A report in Mother Jones this week cites a recording of Senate Minority Leader Mitch McConnell (R-Ky.) in his offices engaged in what he thought was a private conversation. Someone recorded the conversation and provided the recording to Mother Jones.
Especially in the context of political figures our thinking about surveillance gets primitive. Indeed, even the title of the Mother Jones article exhibits this: "Secret Tape: McConnell and Aides Weighed Using Judd's Mental Health and Religion as Political Ammo". The emphasis on "Secret Tape" is mine, and I'm not going to get into the substance of the discussion in this commentary.
The term "bugging" in political context raises images of Watergate (for those of us old enough to remember it — I'm 51 and remember it clearly), with burglars breaking into a building and physically messing with telecommunications equipment, not to mention big clunky tape recorders in the Oval Office.
The sort of bugging equipment used in the Watergate break-in
Nowadays you'd do it completely differently. How would you record someone's conversations clandestinely? You'd use the powerful and flexible world of malicious software. Every computer and mobile device in that office where Senator McConnell was speaking is a potential clandestine recording device.

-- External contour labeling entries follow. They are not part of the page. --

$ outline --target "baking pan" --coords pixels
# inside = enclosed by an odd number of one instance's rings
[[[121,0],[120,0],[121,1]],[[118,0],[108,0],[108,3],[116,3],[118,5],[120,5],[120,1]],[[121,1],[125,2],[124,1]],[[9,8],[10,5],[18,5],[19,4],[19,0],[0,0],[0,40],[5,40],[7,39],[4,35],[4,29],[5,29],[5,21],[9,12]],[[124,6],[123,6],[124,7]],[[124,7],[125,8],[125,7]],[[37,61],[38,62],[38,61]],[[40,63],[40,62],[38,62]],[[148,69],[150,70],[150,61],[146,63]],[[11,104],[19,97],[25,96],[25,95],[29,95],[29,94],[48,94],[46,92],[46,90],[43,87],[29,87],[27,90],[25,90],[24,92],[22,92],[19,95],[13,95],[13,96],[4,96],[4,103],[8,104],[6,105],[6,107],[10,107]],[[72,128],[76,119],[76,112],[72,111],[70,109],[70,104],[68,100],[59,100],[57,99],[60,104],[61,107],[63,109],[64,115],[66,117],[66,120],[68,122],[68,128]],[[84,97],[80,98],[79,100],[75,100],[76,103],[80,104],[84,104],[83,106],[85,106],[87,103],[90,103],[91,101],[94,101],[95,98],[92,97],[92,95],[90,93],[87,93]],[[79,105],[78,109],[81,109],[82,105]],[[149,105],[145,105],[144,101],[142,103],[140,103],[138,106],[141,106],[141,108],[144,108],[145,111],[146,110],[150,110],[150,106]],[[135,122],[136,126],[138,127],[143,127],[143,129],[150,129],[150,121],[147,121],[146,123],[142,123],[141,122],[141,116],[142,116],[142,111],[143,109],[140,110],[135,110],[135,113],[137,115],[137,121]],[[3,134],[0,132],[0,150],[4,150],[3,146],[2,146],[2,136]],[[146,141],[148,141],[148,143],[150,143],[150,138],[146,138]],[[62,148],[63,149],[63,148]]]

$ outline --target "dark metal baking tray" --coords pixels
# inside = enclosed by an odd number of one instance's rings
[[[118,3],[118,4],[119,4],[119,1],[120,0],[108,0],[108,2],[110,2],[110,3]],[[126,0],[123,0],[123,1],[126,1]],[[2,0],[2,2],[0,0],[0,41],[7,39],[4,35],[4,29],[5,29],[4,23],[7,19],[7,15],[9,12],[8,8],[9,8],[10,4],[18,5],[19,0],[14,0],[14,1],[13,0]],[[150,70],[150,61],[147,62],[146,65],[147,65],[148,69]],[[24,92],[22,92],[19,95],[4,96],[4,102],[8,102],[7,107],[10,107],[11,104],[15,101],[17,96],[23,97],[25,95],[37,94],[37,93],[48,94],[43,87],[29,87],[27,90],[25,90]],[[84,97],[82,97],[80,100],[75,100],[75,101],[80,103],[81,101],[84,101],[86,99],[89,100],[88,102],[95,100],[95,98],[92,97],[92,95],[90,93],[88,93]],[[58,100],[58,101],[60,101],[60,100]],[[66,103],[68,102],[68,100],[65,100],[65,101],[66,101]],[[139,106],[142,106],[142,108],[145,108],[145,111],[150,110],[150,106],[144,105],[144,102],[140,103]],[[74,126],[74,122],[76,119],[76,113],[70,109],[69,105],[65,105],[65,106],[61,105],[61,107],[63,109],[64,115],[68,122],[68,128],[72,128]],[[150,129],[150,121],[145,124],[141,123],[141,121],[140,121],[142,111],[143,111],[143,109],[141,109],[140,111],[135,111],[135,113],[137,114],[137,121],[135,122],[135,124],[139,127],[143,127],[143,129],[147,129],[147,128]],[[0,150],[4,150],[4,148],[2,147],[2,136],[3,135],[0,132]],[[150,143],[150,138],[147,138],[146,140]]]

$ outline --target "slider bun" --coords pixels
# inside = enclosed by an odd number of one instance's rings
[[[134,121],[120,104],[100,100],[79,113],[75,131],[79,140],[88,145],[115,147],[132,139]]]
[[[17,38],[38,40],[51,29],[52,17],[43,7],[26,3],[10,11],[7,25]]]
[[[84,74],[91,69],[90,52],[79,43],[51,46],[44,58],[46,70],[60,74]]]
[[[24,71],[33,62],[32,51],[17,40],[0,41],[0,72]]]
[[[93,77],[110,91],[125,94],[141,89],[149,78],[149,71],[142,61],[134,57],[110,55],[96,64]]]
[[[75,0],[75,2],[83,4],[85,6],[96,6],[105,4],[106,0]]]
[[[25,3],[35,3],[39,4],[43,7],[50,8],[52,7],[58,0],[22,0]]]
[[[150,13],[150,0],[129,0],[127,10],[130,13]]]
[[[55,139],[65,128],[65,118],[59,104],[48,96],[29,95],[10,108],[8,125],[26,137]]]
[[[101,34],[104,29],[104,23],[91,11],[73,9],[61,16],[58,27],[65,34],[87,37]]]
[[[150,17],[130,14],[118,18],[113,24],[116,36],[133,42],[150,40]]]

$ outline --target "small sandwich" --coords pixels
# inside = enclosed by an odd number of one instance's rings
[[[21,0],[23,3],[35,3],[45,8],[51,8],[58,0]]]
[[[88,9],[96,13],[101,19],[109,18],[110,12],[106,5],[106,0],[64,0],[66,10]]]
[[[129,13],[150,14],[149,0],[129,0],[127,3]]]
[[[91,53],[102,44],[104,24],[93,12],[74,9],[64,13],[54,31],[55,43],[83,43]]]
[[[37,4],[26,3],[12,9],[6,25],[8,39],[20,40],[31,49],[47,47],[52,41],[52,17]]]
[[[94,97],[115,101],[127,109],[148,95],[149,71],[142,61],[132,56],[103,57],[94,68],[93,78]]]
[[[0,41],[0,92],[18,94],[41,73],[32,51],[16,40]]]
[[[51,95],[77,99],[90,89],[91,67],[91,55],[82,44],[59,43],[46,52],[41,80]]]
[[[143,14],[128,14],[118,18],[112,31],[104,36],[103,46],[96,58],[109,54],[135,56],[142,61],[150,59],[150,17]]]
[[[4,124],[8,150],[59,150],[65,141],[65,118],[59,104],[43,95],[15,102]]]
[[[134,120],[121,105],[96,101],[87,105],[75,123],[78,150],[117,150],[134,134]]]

A malicious program installed on any computer or phone or tablet in the office could turn on the microphone, record the contents and forward it on to the attacker, either through email or some cloud sharing service. It's not all that complicated. The program could also potentially record video, but this is more likely to be noticed because of the large volume of data involved.
What's a little complicated is how you'd get the malicious software on the specific device. This would involve what we call a targeted attack against McConnell or his staff. I don't know exactly how it's done, but obviously it can be done.
It's possible, through rigourous best practices, to prevent this sort of surveillance softwre from getting on your systems, but sadly it's common for people not to want the inconvenience attached to such security.
As the story makes clear, we were recently provided the tape by a source who wished to remain anonymous. We were not involved in the making of the tape, but we published a story on the tape due to its obvious newsworthiness. It is our understanding that the tape was not the product of a Watergate-style bugging operation. We cannot comment beyond that.